Don McLean is a refined American singer-songwriter born in 1945, who has never been a star of the first magnitude of the Star System but has always had the esteem of affectionate and lovers of quality music.
He is known for the 1972 No. 1 hit “American Pie”, a rather long composition with an obscure and complex text, which seems to narrate the history of Rock and Roll in such a way that many have found all sorts of historical, political and even religious references in it.
In the chorus, McLean continually mentions “the day the music died” and it is not a hyperbolic image, but a fact that really happened on this day, February 3, 1959, which shocked the American music scene at the end of the 50s.

That day Rising American rock stars Buddy Holly, Ritchie Valens and J.P. “The Big Bopper” Richardson were killed when their chartered Beechcraft Bonanza plane crashes in Iowa a few minutes after takeoff from Mason City on a flight headed for Moorhead, Minnesota.
Holly and his band, the Crickets, had just scored a No. 1 hit with “That’ll Be the Day.”
After mechanical difficulties with the tour bus, Holly had chartered a plane for his band to fly between stops on the Winter Dance Party Tour.
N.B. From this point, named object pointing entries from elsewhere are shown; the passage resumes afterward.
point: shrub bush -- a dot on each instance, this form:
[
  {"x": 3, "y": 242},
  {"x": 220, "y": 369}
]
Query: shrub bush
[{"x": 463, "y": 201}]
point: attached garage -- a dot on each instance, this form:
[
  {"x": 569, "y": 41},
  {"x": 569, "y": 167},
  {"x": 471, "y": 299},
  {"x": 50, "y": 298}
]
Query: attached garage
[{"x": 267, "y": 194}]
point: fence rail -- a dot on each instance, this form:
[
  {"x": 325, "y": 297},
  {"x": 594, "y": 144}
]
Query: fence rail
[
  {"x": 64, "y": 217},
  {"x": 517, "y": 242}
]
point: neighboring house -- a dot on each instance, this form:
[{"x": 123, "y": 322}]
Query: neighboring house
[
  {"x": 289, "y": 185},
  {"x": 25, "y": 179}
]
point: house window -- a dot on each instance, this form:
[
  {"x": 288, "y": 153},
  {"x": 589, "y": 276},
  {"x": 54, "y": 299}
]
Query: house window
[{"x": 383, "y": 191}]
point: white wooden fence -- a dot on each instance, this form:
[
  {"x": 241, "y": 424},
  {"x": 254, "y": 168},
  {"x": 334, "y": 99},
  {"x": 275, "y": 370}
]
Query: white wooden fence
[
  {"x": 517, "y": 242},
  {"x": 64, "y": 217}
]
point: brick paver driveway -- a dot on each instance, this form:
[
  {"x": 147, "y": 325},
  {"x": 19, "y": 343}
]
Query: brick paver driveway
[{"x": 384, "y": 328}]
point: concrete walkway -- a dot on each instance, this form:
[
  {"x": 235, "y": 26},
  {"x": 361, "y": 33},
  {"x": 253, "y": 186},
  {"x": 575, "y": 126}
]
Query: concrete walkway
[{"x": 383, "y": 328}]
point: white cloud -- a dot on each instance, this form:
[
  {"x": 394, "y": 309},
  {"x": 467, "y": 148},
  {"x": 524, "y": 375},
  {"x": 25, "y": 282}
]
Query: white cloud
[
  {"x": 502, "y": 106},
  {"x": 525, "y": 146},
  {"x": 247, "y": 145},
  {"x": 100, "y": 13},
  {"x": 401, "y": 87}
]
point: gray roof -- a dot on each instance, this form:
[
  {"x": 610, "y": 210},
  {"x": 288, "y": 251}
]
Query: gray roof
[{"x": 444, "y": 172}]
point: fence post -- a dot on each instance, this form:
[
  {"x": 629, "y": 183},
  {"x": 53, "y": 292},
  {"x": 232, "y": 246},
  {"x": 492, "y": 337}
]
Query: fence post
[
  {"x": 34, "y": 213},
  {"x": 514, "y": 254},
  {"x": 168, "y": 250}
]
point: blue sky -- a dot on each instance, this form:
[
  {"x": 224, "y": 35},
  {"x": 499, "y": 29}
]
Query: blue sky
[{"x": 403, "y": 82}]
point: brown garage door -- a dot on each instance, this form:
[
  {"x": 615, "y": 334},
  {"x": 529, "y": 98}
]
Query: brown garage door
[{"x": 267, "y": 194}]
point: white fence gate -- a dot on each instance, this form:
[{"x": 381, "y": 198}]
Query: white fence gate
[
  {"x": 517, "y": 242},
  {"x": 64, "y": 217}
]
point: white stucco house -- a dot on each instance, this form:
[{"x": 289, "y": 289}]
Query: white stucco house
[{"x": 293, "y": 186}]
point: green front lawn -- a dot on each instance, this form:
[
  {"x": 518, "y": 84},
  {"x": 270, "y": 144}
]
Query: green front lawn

However, Richardson, who had the flu, convinced Holly’s band member Waylon Jennings to give up his seat, and Ritchie Valens won a coin toss for another seat on the plane.
Holly, born Charles Holley in Lubbock, Texas, and just 22 when he died, began singing country music with high school friends before switching to rock and roll after opening for various performers, including Elvis Presley. By the mid-1950s, Holly and his band had a regular radio show and toured internationally, playing hits like “Peggy Sue,” “Oh, Boy!,” “Maybe Baby” and “Early in the Morning.” Holly wrote all his own songs, many of which were released after his death and influenced such artists as Bob Dylan and Paul McCartney.

Another crash victim, J.P. “The Big Bopper” Richardson, 28, started out as a disk jockey in Texas and later began writing songs. His most famous recording was “Chantilly Lace,” which made the Top 10. He also developed a stage show based on his radio persona, “The Big Bopper.”

The third crash victim was Ritchie Valens, born Richard Valenzuela in a suburb of Los Angeles, who was only 17 when the plane went down but had already scored hits with “Come On, Let’s Go,” “Donna” and “La Bamba,” an upbeat number based on a traditional Mexican wedding song (though he barely spoke Spanish). In 1987, Valens’ life was portrayed in the movie La Bamba, and the title song, performed by Los Lobos, became a No. 1 hit. Valens was posthumously inducted into the Rock and Roll Hall of Fame in 2001.
Investigators blamed the crash on bad weather and pilot error.